Minimal residual disease and early relapse detection

Two major opportunities provided by liquid biopsies are to improve MRD monitoring under primary treatment and the early molecular-based diagnosis of relapse during follow-up. MRD detection is well established for children with acute lymphoblastic leukemia since the beginning of the 2010s, and is now part of routine follow-up in many frontline treatment protocols both to determine optimal treatment intensity and to diagnose relapse prior to the onset of clinical symptoms [11, 32]. Based on the analysis of plasma obtained from 44 pediatric patients with different solid tumors using next-generation sequencing and droplet digital PCR, Kurihara et al. suggest that total ctDNA amount can serve as a marker to evaluate how completely a pediatric tumor is resected following surgery [38]. Whole-genome profiling of primary neuroblastomas was used to generate tumor-specific DNA-based PCR assays for MRD monitoring in blood and bone marrow in eight patients, providing proof-of-concept for this paradigm in solid tumors. The MRD panel was capable of predicting disease relapse or bone marrow progression in four of five patients [69]. Further, different mRNA markers are being explored for MRD detection in blood (PHOX2B, TH, DDC, DBH, and CHRNA3) and bone marrow (PHOX2B, TH, DDC, CHRNA3, and GAP43) from neuroblastoma patients [63, 71]. This mRNA-based detection panel can be applied to assess treatment response as well as MRD detection, since high panel transcript levels at diagnosis, after induction therapy, and at the completion of treatment were associated with worse patient outcome [19, 64, 70, 72, 78]. Increasing evidence suggests that treatment follow-up using liquid biopsies is also feasible for patients with Ewing sarcoma. Measurement of the EWSR1 fusion gene copy numbers in 234 blood samples from 20 patients showed that recurring or increasing levels correlated with relapse [37]. In another study, patient-specific primers for use in droplet digital PCR were established to detect tumor-specific ESWR-ETS fusion gene breakpoint fragments in plasma samples from, to date, three patients with Ewing sarcoma. In two of these patients, fusion gene fragments were detected in plasma samples at a time when the disease was radiographically undetectable, altogether suggesting that measuring tumor-specific EWS-ETS fusion gene breakpoint fragments in the blood may serve as a reliable personalized biomarker for early relapse detection in patients with Ewing sarcoma [30].

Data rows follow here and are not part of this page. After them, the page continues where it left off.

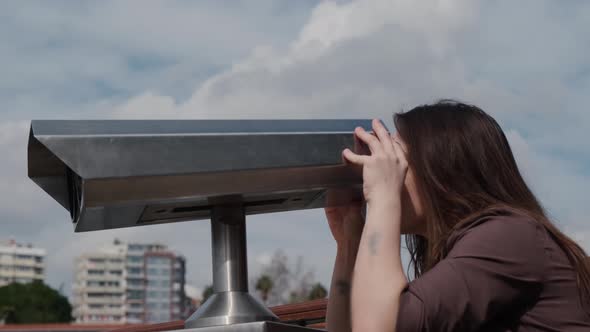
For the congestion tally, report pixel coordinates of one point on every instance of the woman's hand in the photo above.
(346, 223)
(385, 169)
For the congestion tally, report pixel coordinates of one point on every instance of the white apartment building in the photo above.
(21, 263)
(129, 283)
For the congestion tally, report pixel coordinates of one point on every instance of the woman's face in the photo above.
(412, 209)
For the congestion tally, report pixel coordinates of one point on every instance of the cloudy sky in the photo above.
(527, 65)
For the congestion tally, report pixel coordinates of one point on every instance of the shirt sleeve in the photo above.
(493, 271)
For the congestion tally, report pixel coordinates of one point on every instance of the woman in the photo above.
(485, 256)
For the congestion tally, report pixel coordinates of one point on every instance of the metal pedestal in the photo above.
(255, 327)
(231, 302)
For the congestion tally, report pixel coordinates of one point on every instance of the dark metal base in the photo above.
(254, 327)
(227, 308)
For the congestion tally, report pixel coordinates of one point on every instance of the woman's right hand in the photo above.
(346, 223)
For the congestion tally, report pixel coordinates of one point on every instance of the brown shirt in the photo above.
(502, 273)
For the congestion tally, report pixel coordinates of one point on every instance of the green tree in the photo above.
(317, 292)
(33, 303)
(264, 286)
(207, 292)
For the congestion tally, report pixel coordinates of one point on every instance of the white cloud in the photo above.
(354, 59)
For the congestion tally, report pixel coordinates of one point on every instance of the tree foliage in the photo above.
(291, 281)
(318, 291)
(33, 303)
(264, 285)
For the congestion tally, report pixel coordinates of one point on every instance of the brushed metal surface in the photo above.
(125, 173)
(255, 327)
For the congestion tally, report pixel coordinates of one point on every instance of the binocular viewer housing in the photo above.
(113, 173)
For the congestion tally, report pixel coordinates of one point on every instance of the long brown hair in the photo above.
(464, 168)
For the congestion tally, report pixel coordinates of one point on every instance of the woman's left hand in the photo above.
(384, 171)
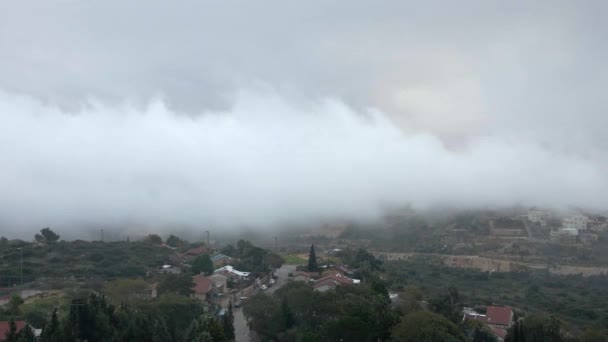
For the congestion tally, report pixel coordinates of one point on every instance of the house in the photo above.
(229, 271)
(497, 318)
(202, 287)
(343, 269)
(5, 327)
(220, 260)
(170, 269)
(194, 252)
(220, 282)
(332, 281)
(564, 235)
(575, 222)
(304, 276)
(537, 216)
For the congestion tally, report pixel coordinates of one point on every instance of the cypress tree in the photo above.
(312, 260)
(228, 323)
(11, 335)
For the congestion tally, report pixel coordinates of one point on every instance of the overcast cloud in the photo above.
(238, 112)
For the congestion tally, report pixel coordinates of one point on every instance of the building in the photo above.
(230, 272)
(497, 318)
(304, 276)
(537, 216)
(5, 327)
(202, 287)
(564, 235)
(575, 222)
(194, 252)
(220, 282)
(332, 281)
(220, 260)
(170, 269)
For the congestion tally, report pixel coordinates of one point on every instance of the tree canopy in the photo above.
(47, 236)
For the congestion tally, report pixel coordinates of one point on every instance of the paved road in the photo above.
(241, 330)
(283, 275)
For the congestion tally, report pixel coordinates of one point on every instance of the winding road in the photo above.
(241, 330)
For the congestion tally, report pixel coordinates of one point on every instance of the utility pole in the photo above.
(21, 258)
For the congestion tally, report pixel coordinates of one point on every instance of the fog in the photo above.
(237, 114)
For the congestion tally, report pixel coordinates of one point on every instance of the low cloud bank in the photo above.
(267, 160)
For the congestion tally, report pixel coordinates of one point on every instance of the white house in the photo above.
(537, 216)
(575, 222)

Limitations and challenges

Quality issues and standards

The pre-analytical phase, including type and handling of the blood collection tube, storage temperature, time-to-processing and centrifugation speed, all influences the availability and composition of cell-free DNA in the sample [24]. For example, white blood cell lysis further increases their contribution to total cell-free DNA and dilutes the ctDNA fraction. Most studies conducted so far have utilized retrospectively collected plasma and blood samples, preventing investigation of pre-analytical variables that might interfere with the amount of ctDNA or total cell-free DNA. Standardizing pre-analytical variables will be necessary before liquid biopsies can enter routine clinical care. Preservation tubes for cell-free DNA analysis exist and have clearly proven capable of stabilizing cell-free DNA for longer periods [35, 45], but are more expensive and not often on hand in all hospitals. Further testing is necessary to arrive at standards to maintain quality for different liquid biopsy–based assays.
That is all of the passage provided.